Why in news?
In another first, scientists at the LIGO and Virgo gravitational wave detectors announced a signal from Blackhole Mergers unlike anything they’ve ever seen before – While many black hole mergers have been but this particular signal was the first where the two black holes had distinctly different masses.
Details
- The event, dubbed GW190412, was detected nearly a year ago, and this is almost five years after the first ever detection of gravitational wave signals by these powerful detectors.
- Subsequent analysis of the signal coming from the violent merger showed that it involved two black holes of unequal masses coalescing, one of which was some 30 times the mass of the Sun and the other which had a mass nearly 8 times the solar mass.
- The actual merger took place at a distance of 2.5 billion light years away, so this event took place 2.5 billion years ago.
Significance of the Observation
- The detected signal’s waveform has special extra features in it when it corresponds to the merger of two unequal-sized black holes as compared with a merger of equal-sized black holes.
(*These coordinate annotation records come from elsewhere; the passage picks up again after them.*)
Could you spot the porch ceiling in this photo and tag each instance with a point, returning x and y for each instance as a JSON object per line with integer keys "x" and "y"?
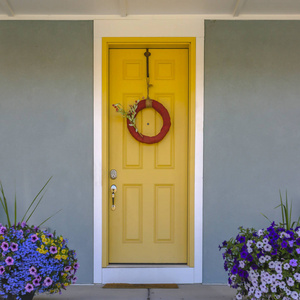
{"x": 10, "y": 9}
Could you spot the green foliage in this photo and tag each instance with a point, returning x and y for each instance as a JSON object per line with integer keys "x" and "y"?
{"x": 36, "y": 201}
{"x": 286, "y": 213}
{"x": 130, "y": 114}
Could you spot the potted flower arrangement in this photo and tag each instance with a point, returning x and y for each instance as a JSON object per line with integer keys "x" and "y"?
{"x": 264, "y": 264}
{"x": 32, "y": 260}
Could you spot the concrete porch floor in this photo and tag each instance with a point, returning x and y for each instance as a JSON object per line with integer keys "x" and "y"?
{"x": 185, "y": 292}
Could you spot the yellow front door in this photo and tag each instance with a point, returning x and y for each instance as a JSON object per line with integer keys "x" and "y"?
{"x": 149, "y": 223}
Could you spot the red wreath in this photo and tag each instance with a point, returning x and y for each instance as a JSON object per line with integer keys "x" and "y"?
{"x": 165, "y": 128}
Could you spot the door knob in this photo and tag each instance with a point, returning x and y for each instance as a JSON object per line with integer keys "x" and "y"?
{"x": 113, "y": 189}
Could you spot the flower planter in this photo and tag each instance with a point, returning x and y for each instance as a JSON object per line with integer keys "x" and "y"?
{"x": 264, "y": 264}
{"x": 32, "y": 261}
{"x": 28, "y": 296}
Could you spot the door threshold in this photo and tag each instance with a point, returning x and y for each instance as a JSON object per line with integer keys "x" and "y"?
{"x": 147, "y": 266}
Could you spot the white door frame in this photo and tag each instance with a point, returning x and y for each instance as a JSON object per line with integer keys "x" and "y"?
{"x": 174, "y": 26}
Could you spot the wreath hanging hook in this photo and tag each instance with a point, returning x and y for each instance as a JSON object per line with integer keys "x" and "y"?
{"x": 139, "y": 105}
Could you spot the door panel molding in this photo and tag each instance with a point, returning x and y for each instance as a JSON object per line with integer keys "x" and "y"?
{"x": 187, "y": 43}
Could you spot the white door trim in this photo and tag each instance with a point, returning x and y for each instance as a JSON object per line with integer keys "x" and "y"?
{"x": 187, "y": 27}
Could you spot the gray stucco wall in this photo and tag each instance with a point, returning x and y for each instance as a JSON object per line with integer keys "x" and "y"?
{"x": 251, "y": 128}
{"x": 46, "y": 125}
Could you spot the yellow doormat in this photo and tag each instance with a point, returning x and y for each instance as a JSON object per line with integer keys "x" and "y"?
{"x": 139, "y": 286}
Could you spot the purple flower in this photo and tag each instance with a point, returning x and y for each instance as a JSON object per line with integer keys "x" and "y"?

- These features make it possible to infer many more things about the characters in this celestial drama, namely, a more accurate determination of the distance from the event, the spin or angular momentum of the more massive black hole and the orientation of the whole event with respect to viewers on Earth.
- This sharp difference in mass allowed the LIGO/Virgo scientists to verify something predicted by Einstein’s General Theory of Relativity, which has so far remained untested.
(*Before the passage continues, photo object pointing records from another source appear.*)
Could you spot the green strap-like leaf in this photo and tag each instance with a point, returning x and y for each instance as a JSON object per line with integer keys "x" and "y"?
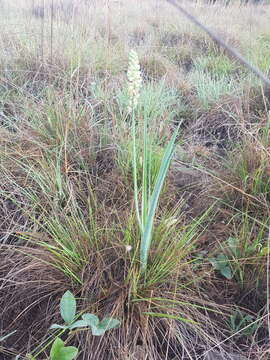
{"x": 68, "y": 307}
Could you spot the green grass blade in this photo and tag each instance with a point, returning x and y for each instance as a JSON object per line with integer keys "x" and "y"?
{"x": 147, "y": 233}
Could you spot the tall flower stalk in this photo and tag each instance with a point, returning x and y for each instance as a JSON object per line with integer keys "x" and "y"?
{"x": 149, "y": 199}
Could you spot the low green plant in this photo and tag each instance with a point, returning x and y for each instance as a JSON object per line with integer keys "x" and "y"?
{"x": 68, "y": 314}
{"x": 61, "y": 352}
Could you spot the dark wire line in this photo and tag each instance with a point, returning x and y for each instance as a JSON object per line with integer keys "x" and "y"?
{"x": 216, "y": 38}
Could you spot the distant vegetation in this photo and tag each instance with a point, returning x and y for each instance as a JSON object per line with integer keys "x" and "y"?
{"x": 134, "y": 172}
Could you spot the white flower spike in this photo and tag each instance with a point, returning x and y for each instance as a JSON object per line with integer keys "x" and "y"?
{"x": 134, "y": 79}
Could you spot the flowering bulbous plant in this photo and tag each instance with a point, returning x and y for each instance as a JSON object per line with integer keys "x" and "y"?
{"x": 134, "y": 79}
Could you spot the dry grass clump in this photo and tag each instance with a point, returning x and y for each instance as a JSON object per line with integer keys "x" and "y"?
{"x": 67, "y": 212}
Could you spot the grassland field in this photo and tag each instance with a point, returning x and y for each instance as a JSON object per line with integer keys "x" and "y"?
{"x": 143, "y": 194}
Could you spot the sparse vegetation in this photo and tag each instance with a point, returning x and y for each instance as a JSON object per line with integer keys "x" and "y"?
{"x": 144, "y": 192}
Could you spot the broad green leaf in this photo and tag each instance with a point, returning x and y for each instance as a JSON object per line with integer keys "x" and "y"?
{"x": 226, "y": 272}
{"x": 91, "y": 319}
{"x": 60, "y": 352}
{"x": 233, "y": 244}
{"x": 78, "y": 324}
{"x": 109, "y": 323}
{"x": 68, "y": 307}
- Dominant emission of gravitational waves happens at twice the orbital frequency of the binary.
- In this case, we find, for the first time, emission at a frequency that is three times the orbital frequency.
Black Hole
- A black hole is a region of spacetime where gravity is so strong that nothing—no particles or even electromagnetic radiation such as light—can escape from it.
- The theory of general relativity predicts that a sufficiently compact mass can deform spacetime to form a black hole.
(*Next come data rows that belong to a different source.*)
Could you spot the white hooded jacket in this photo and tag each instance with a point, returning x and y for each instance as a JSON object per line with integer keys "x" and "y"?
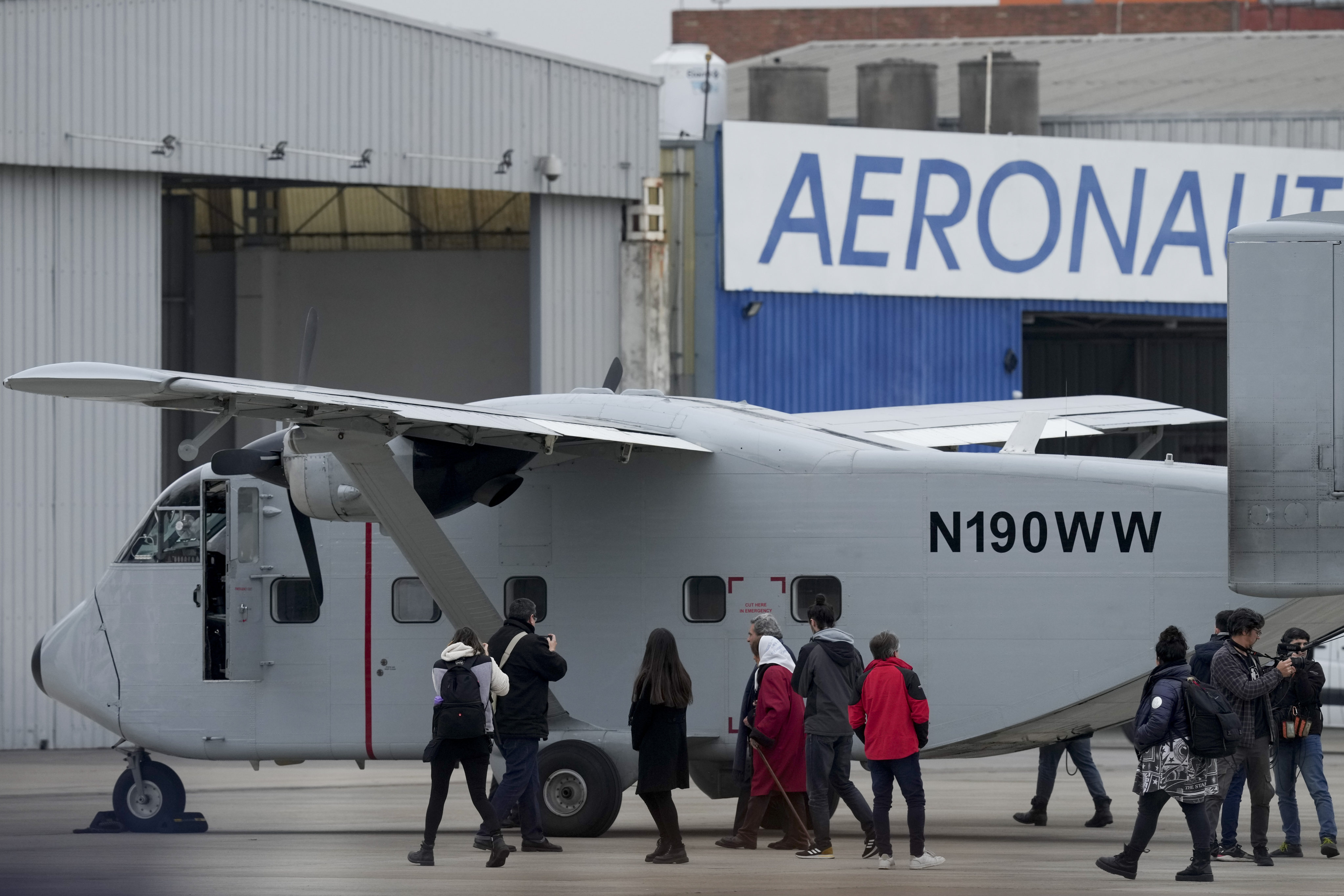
{"x": 492, "y": 679}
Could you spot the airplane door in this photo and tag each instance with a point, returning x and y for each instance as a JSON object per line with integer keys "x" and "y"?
{"x": 246, "y": 586}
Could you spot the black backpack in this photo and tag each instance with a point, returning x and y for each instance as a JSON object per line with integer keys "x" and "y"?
{"x": 461, "y": 715}
{"x": 1214, "y": 726}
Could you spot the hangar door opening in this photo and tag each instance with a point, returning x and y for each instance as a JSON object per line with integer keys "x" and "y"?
{"x": 1179, "y": 360}
{"x": 420, "y": 292}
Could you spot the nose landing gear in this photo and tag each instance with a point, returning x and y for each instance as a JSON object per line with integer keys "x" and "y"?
{"x": 148, "y": 796}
- The boundary of the region from which no escape is possible is called the event horizon.
- A black hole can be formed by the death of a massive star.
- When such a star has exhausted the internal thermonuclear fuels in its core at the end of its life, the core becomes unstable and gravitationally collapses inward upon itself, and the star’s outer layers are blown away.
- The crushing weight of constituent matter falling in from all sides compresses the dying star to a point of zero volume and infinite density called the singularity.